SUBSTANCES OF CONCERN (SoC) REGISTER
SUBSTANCES OF CONCERN (SoC) REGISTER
REFERENCES TO THE GCN RFID APP
This register is organised in two parts: substances legally restricted or required to be disclosed under EU REACH, and substances GCN tracks on a voluntary basis because of emerging regulatory attention or recognised sensitisation concerns — brands can use both to inform their own disclosure choices, and sorters/recyclers can use this register to understand what a flagged item may contain.
The DPP Issuer uploads Upstream data that includes fibre-level certifications, dye and finishing details, and a tiered substances disclosure covering EU SVHC (REACH) compliance, restricted substances, and GCN's voluntary Substances of Concern register (a disclosed SVHC without linked evidence is flagged on the B2B record and in CSV exports for regulator review) — information that later helps sorters and recyclers divert items correctly.
MANDATORY VS VOLUNTARY DISCLOSURE AVAILABLE ON GCN APP — how to read this register
Mandatory (EU REACH legal requirement): Substances of Very High Concern (SVHCs) on the ECHA Candidate List, when present above 0.1% weight-by-weight, must be disclosed by law under REACH Article 33. GCN's app reflects this as a mandatory compliance tick for any product entering the EU market.
PMT/vPvM (Persistent, Mobile, Toxic / very Persistent, very Mobile) become mandatory for all substances placed on the EU market from 1 November 2026. https://www.echa.europa.eu/substances-of-potential-concern
Voluntary (GCN-tracked, not currently legally mandated): everything else on this page — including the dye allergens below, PFAS, flame retardants, and finishing chemicals not yet subject to an EU-wide restriction — is tracked because it's either under active regulatory review, or recognised by dermatological/scientific bodies as worth disclosing, even though EU law doesn't yet require it.
Brands can choose to disclose these voluntarily to consumers, sorters, and recyclers via the GCN platform.These substances are not currently SVHC-listed or restricted under EU REACH — they are legally usable in textiles.
GCN lists them for voluntary self-disclosure because they are recognised by international dermatology bodies (e.g.

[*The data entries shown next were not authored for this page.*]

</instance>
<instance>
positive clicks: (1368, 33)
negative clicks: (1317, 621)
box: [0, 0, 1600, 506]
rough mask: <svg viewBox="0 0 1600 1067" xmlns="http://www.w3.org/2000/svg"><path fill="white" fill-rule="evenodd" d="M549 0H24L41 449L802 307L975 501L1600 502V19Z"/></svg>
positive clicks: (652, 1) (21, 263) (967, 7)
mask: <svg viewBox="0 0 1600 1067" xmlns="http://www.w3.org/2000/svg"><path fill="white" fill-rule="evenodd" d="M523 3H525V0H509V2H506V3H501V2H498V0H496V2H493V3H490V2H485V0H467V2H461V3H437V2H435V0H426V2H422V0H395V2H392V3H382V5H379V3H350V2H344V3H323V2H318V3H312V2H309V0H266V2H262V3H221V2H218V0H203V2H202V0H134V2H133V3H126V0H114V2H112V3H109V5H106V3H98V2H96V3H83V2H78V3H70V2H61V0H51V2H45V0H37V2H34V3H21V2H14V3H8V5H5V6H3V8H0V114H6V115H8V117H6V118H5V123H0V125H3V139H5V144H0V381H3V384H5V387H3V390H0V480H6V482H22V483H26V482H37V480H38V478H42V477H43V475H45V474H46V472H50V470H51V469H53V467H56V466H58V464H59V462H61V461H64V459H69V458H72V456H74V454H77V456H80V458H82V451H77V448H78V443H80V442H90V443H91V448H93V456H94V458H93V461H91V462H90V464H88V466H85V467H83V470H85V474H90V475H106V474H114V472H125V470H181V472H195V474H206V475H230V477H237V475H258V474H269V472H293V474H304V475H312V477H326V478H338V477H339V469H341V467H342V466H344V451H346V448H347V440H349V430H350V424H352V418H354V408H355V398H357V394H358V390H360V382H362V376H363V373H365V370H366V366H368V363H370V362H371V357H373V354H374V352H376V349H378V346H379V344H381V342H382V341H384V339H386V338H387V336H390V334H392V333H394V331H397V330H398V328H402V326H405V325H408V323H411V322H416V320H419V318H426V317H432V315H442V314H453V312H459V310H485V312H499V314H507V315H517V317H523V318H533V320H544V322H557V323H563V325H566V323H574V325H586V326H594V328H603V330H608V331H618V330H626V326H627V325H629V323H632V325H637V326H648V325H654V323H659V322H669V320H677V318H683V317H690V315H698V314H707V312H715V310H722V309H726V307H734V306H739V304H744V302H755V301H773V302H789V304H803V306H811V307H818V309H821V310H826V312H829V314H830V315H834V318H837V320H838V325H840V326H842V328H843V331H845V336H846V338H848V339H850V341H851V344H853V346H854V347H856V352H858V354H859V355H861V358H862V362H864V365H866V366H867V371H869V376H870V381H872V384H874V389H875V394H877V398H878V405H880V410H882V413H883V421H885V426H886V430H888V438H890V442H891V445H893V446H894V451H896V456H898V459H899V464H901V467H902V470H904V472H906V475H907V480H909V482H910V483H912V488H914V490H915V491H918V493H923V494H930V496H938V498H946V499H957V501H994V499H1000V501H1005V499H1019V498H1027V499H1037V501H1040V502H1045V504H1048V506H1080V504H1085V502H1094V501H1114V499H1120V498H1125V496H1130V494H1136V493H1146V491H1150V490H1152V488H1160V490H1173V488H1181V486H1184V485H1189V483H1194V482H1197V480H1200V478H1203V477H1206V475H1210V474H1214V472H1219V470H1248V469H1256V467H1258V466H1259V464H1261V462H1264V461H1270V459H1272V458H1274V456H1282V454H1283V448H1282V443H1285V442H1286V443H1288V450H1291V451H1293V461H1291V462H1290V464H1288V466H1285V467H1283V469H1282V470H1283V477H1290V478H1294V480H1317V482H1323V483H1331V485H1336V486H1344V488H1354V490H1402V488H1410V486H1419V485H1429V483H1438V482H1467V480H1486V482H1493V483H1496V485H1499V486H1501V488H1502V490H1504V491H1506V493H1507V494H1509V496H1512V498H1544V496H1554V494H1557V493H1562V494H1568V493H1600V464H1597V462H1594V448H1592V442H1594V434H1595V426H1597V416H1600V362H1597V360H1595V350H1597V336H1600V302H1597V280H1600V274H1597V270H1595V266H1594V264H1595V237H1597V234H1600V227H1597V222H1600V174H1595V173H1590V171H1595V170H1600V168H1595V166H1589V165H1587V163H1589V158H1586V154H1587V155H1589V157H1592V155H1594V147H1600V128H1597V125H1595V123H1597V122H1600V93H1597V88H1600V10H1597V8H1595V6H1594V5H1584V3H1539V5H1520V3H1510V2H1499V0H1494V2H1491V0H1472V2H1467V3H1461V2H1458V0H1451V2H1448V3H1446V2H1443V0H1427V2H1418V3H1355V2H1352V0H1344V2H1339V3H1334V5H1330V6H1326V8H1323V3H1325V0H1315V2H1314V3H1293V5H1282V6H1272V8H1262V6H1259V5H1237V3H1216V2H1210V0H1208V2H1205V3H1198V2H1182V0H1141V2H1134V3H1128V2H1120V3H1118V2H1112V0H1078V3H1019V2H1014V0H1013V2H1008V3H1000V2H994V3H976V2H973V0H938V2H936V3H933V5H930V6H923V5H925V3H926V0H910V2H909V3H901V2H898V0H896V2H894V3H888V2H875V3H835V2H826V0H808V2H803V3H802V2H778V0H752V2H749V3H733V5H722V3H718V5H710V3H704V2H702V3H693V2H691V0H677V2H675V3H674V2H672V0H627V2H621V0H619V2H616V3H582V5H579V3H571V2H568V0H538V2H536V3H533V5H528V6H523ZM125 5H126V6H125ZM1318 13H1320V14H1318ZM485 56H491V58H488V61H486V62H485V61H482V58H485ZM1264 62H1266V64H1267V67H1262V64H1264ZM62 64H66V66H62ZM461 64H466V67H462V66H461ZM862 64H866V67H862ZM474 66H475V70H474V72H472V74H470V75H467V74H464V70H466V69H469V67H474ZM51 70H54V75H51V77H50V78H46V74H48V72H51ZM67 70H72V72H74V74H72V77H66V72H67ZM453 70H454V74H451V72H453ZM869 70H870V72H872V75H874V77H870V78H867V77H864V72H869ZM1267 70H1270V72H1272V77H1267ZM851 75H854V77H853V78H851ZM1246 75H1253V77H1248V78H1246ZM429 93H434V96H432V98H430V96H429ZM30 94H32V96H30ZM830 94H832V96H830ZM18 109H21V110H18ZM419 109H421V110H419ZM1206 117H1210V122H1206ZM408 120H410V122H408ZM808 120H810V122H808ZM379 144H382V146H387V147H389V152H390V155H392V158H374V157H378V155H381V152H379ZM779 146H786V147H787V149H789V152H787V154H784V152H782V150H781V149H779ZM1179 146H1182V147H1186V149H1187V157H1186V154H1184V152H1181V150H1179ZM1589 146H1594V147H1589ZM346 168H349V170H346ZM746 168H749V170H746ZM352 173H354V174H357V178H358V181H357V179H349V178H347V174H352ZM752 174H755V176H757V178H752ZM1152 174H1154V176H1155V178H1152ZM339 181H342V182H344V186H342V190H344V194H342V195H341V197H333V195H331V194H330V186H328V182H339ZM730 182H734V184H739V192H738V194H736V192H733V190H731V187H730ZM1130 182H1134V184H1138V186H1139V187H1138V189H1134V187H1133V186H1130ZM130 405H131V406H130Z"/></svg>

Australia's AICIS evaluation EVA00166 (December 2025), as textile contact allergens warranting caution. Disclosure helps downstream sorters and recyclers make informed diversion decisions, and helps brands designing for sensitive-skin markets evidence their claims.
Reference: ECHA PFAS restriction proposal
What it covers: Brominated and other flame-retardant chemical classes sometimes applied to textile finishes, particularly in workwear, upholstery textiles, and children's sleepwear.
Regulatory status: certain flame retardants (including specific brominated compounds) are already restricted under REACH Annex XVII and the EU POPs Regulation, depending on the specific substance and use. Requirements vary by exact chemical and application — brands should confirm the current restriction status of any specific flame retardant against ECHA's published Annex XVII list before relying on this register alone.
GCN's approach: flame retardant use (and whether a flame-retardant-free alternative was used) is tracked as a voluntary disclosure field, supporting brands who want to evidence a flame-retardant-free claim or disclose usage transparently for downstream handling.
What it covers: the broader category of chemistry applied during textile finishing — including azo dyes, formaldehyde-based finishing agents, and general coating/finishing chemistry not otherwise captured above.
Regulatory status: azo dyes capable of releasing certain restricted aromatic amines are already restricted under REACH Annex XVII. Formaldehyde use and emissions in textile articles are subject to existing REACH restrictions above defined thresholds. Beyond these specific, already-restricted substances, general finishing/coating chemistry is not currently subject to a unified EU disclosure requirement.
GCN's approach: consistent with the dye-allergen tiers below, we invite brands to voluntarily disclose finishing chemistry details — this supports sorters and recyclers making informed diversion decisions, and helps brands evidence low-impact or restricted-chemical-free claims.
SoC Tier 1 — most frequently documented contact allergens:
Disperse Blue 106 · Disperse Blue 124 · Disperse Orange 3 · Disperse Yellow 3
SoC Tier 2 — recognised, lower-frequency sensitisation concern:
Disperse Blue 82 · Disperse Blue 96 · Disperse Blue 102 · Disperse Blue 360
The register is reviewed as regulatory and dermatological evidence develops — substances that become SVHC-listed or restricted move up into GCN's mandatory disclosure tiers. New EU hazard classes for persistent, mobile and toxic substances (PMT/vPvM, mandatory from 1 November 2026) will be incorporated as classifications are published.